Un descubrimiento. La reinterpretación de ciertos iconos de la mitología y la literatura -especialmente Hamlet- fue lo que me llamó la atención de esta antología.
Jules Laforgue que ha sido encuadrado entre los simbolistas y decadentistas, tiene sin duda una vena gamberra -punk que por fortuna revivifica de la ranciedad a estos mitos; extremadamente culto, con una prosa preciosista y sarcástica interrumpida a menudo por interjecciones y apartes en lenguaje coloquial que además de abrir a la autoparodia -no se toma el autor tan en serio- nos permite a los demás entrar en la broma. Una broma con humor a veces delicado y otras de farsa, para mí la mejor forma de irreverencia. No veo en Laforgue a un fanático.
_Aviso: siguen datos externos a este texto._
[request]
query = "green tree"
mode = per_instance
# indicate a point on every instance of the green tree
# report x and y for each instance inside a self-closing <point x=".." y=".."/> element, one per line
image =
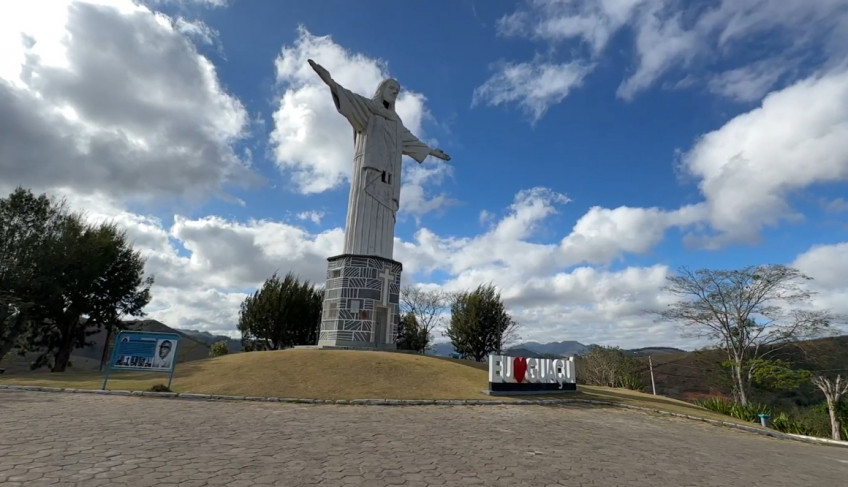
<point x="282" y="313"/>
<point x="218" y="348"/>
<point x="610" y="367"/>
<point x="834" y="390"/>
<point x="745" y="312"/>
<point x="776" y="374"/>
<point x="479" y="323"/>
<point x="27" y="225"/>
<point x="411" y="336"/>
<point x="84" y="278"/>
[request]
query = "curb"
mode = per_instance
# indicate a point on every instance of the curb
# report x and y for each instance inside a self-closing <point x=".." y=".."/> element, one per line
<point x="432" y="402"/>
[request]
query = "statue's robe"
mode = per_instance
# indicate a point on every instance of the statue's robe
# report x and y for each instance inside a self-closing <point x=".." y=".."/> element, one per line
<point x="379" y="139"/>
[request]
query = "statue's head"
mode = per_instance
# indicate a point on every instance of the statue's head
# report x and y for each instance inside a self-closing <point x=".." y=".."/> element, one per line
<point x="387" y="93"/>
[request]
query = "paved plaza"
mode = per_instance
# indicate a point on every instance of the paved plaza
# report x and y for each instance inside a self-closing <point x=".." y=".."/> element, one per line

Es más bien un "me rio de mí, me rio de ti, me rio del Todo, me rio del Ideal, y me rio de la muerte omnipresente. Incluso deja entrar al Arte en la fiesta. Es comprensible que inspirase a surrealistas que buscaban en lo grotesco e incluso terrorífico , chocante, sorprendente y desconcertante una manifestación clara del inconsciente.
Destacar la labor impecable del editor y traductor Jesús Bellotto cuyos anagronismos se integran de maravilla en el texto de Laforgue.